Final answer:
To raise the temperature of the lead sample to 724.00°C, 2.2258 kJ of heat is needed.
Therefore, the correct answer is A. 125.4 kJ.
Step-by-step explanation:
To calculate the amount of heat needed to raise the temperature of solid lead, we can use the formula:
q = mcΔT
Where:
q = heat
m = mass of the substance (in grams)
c = specific heat capacity of the substance (in J/g°C)

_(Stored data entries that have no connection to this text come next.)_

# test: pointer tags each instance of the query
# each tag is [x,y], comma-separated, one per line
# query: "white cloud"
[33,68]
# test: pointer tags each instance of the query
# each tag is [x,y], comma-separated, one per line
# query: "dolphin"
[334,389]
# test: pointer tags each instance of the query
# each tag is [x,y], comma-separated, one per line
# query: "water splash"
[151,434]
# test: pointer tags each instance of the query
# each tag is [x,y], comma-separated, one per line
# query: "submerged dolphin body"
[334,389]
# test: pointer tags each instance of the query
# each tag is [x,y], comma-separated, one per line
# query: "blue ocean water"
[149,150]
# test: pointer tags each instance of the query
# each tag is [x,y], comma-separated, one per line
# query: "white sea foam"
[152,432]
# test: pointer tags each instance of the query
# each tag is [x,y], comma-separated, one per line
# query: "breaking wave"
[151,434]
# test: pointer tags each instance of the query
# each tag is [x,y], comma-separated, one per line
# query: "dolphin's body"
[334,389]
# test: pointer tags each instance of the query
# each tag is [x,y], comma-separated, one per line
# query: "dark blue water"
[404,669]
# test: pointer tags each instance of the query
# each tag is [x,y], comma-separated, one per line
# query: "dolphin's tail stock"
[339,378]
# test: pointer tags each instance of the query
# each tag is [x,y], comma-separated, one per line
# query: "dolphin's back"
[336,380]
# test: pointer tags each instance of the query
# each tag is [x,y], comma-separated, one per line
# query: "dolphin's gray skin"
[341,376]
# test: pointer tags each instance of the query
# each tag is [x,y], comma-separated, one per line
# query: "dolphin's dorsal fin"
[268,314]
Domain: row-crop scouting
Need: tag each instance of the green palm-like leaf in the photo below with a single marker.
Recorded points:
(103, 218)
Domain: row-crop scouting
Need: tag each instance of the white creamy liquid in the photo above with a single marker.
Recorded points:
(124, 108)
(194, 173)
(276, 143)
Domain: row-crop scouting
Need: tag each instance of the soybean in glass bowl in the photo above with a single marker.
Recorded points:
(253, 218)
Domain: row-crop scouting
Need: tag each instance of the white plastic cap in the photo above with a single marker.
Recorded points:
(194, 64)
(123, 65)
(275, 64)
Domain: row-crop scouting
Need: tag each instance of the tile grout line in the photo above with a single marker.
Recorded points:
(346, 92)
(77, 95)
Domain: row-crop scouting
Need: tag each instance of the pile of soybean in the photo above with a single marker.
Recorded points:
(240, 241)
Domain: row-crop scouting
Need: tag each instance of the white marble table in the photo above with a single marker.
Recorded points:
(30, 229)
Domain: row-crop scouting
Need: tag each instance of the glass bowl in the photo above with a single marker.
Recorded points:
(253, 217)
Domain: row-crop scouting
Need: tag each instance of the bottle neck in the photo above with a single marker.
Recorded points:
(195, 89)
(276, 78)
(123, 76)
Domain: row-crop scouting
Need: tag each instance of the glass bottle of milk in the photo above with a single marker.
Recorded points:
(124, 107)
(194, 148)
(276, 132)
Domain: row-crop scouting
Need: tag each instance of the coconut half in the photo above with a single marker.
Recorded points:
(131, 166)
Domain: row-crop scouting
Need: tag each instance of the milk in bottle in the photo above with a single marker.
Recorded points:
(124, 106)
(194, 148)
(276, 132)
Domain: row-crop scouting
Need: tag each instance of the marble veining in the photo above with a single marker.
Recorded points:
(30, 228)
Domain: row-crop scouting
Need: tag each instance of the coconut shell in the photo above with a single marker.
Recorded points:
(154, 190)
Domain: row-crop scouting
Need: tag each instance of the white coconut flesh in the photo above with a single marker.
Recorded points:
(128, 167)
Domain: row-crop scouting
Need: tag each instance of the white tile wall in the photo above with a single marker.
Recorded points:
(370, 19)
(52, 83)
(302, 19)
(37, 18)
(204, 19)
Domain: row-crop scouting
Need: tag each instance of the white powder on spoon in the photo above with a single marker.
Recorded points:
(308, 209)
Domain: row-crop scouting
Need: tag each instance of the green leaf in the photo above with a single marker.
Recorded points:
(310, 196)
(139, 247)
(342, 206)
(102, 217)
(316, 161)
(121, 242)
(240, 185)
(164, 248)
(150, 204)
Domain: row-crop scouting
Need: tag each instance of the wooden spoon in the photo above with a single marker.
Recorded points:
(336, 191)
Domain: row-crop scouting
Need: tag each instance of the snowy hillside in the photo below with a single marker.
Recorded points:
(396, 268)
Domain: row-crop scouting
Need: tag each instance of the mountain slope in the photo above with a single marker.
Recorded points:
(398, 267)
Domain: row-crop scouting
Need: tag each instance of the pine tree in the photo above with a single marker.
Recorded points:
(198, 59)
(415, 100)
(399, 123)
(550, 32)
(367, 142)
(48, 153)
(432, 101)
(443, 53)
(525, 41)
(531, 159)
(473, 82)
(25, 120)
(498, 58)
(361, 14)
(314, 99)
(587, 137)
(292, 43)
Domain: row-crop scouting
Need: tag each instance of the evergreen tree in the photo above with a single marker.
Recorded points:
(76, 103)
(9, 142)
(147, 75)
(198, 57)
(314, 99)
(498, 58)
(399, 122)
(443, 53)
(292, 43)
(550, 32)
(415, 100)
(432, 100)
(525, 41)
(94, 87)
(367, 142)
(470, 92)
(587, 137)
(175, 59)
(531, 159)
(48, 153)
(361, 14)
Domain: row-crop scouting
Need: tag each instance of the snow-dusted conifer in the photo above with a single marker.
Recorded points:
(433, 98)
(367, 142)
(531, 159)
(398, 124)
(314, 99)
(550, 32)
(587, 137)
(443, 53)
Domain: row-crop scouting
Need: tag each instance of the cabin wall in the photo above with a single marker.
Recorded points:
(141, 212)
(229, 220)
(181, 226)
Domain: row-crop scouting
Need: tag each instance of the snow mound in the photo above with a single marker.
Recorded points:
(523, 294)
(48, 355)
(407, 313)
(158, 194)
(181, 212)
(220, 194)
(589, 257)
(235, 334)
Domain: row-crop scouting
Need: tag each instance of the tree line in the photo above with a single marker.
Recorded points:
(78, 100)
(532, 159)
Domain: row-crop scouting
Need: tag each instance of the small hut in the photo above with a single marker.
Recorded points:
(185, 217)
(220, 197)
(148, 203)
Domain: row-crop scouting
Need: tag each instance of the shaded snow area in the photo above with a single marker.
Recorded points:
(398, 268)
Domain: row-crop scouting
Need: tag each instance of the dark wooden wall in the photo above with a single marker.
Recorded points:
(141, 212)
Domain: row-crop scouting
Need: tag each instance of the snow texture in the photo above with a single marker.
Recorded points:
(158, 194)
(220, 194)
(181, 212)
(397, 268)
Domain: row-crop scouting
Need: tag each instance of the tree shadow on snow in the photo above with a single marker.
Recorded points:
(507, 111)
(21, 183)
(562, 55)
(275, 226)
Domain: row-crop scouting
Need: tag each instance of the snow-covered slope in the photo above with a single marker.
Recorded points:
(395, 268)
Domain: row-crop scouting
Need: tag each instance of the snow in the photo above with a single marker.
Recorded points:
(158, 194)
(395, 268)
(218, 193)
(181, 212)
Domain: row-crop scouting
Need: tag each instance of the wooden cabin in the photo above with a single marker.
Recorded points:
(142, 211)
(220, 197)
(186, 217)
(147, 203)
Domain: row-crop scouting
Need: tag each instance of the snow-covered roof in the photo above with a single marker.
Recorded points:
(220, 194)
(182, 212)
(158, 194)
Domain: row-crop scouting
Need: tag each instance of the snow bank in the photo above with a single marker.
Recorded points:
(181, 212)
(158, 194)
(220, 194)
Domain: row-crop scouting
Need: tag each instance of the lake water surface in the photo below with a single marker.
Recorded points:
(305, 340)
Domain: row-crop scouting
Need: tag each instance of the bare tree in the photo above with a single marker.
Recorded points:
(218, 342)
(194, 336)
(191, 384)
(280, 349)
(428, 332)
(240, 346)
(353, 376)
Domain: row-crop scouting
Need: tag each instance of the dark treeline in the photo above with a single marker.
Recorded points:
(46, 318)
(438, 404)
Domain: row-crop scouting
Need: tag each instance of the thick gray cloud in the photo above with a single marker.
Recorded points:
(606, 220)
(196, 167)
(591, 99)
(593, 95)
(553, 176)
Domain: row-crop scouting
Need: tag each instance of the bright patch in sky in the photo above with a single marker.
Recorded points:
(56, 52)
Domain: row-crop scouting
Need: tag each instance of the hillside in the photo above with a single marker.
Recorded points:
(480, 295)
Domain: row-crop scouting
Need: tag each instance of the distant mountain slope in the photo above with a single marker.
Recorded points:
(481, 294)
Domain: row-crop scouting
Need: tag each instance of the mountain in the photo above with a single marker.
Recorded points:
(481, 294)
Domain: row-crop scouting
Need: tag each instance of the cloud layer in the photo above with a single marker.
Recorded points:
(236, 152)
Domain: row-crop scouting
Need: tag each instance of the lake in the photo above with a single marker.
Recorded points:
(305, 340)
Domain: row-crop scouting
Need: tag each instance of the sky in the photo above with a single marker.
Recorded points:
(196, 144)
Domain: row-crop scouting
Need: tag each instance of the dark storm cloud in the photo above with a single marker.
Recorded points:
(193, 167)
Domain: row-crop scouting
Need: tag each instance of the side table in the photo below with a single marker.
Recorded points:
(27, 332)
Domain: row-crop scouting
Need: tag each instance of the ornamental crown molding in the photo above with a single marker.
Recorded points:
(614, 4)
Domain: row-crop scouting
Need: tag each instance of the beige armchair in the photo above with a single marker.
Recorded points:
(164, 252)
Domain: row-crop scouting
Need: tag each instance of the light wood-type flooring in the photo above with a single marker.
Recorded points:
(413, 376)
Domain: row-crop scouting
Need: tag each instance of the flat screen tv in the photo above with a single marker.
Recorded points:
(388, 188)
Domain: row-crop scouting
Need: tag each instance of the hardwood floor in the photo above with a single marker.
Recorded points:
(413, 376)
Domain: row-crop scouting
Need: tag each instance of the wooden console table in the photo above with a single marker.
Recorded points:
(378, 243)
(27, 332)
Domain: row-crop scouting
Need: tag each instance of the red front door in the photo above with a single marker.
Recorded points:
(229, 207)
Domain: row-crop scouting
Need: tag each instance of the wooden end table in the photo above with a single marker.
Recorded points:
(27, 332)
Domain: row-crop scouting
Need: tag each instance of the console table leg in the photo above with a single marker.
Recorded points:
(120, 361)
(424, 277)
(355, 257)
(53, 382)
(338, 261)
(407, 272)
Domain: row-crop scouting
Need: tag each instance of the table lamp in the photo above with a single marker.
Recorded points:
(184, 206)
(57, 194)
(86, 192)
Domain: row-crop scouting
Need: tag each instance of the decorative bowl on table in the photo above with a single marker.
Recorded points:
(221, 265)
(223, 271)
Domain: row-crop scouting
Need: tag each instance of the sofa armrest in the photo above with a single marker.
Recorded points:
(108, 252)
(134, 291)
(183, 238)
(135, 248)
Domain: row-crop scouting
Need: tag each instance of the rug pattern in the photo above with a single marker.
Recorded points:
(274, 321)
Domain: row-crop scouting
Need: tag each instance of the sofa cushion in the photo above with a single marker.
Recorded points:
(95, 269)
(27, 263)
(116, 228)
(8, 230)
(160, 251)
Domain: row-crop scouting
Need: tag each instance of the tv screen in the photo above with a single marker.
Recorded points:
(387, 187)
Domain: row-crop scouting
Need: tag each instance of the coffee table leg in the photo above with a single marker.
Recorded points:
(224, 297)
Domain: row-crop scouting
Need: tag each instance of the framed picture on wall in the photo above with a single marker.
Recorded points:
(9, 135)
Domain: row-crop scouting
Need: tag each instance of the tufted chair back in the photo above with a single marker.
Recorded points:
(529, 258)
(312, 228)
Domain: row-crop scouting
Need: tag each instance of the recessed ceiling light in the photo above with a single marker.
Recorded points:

ΔT = change in temperature (in °C)
First, we need to calculate the initial temperature difference (ΔT1) and the final temperature difference (ΔT2).
ΔT1 = 724.00°C - 303.00°C = 421.00°C
ΔT2 = 303.00°C - 303.00°C = 0.00°C
Next, we can calculate the heat needed to raise the temperature from 303.00°C to 724.00°C
q1 = mcΔT1
q1 = (41.70g)(0.128J/g°C)(421.00°C) = 2225.8J
Finally, we can calculate the heat needed to raise the temperature from 303.00°C to 303.00°C:
q2 = mcΔT2
q2 = (41.70g)(0.128J/g°C)(0.00°C) = 0J
The total heat needed is the sum of q1 and q2:
q = q1 + q2 = 2225.8J + 0J = 2225.8J
To convert J to kJ, we divide by 1000
q = 2.2258kJ
Therefore, the correct answer is A. 125.4 kJ.